Complete step by step answer
In this question we are required to find the relation between absolute gravitational potential and the kinetic energy of the Earth-moon system. Gravitational potential energy is possessed by all objects that undergo a change in position under the influence of a gravitational field. Let us assume the following variables:
Mass of the Earth is ${M_e}$
Mass of the moon is${M_m}$
The distance between the two is r
Based on these, the gravitational potential energy of the system is given as:
$U = - \dfrac{{G{M_e}{M_m}}}{r}$
Taking the absolute of both sides gives us:
$\left| U \right| = \left| { - \dfrac{{G{M_e}{M_m}}}{r}} \right| = \dfrac{{G{M_e}{M_m}}}{r}$ [Eq. 1]
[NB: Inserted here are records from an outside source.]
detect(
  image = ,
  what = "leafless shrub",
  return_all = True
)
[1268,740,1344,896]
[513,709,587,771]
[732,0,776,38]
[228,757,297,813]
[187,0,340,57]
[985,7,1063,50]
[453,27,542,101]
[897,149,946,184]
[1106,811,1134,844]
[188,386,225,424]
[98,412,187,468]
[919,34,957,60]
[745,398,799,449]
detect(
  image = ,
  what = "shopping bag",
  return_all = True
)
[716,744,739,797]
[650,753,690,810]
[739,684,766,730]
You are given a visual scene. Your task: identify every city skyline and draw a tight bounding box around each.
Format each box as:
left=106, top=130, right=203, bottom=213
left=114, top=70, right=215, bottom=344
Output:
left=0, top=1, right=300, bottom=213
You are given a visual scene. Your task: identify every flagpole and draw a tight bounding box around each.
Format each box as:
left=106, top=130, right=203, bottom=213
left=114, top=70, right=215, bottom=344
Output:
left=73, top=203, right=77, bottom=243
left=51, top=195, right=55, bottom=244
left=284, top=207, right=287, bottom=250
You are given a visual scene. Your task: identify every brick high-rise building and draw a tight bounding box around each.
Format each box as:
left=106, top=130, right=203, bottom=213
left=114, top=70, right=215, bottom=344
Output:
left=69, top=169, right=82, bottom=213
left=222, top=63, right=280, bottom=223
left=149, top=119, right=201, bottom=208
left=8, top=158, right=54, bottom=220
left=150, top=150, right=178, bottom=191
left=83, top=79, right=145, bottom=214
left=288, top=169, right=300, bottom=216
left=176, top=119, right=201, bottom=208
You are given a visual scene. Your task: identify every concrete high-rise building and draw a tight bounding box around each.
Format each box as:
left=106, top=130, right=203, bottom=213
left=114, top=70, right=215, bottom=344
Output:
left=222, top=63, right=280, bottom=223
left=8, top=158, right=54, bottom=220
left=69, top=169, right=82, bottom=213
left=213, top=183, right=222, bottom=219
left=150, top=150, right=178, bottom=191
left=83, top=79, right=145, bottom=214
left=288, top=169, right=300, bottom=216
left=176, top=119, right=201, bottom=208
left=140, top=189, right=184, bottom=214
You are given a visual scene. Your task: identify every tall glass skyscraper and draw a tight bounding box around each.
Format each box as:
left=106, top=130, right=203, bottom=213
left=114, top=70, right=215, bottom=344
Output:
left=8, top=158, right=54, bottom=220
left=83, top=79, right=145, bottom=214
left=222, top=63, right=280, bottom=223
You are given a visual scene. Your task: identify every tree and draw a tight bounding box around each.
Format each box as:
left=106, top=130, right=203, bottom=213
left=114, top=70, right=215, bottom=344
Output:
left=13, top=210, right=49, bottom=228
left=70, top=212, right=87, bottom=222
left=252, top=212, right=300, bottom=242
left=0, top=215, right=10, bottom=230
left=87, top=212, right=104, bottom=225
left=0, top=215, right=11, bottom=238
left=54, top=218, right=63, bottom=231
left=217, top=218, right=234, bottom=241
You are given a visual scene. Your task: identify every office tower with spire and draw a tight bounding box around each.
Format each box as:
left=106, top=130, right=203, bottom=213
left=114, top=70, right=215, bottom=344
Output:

We know that the orbital velocity of the moon is given by:
${v^2} = \dfrac{{G{M_e}}}{r}$
And the kinetic energy will be:
$K = \dfrac{1}{2}{M_m}{v^2} = \dfrac{{G{M_e}{M_m}}}{{2r}}$ [Eq. 2]
On comparing Eq. 1 and Eq. 2, we can see that
$\left| U \right| > K$ because of a factor of 2 being present in the denominator of K.
Hence, the correct answer is option (C).

Note
Since the zero of gravitational potential energy is at a measurable distance from the infinity, all values become negative. As this distance would increase, the gravitational potential energy would tend to zero and vice-versa.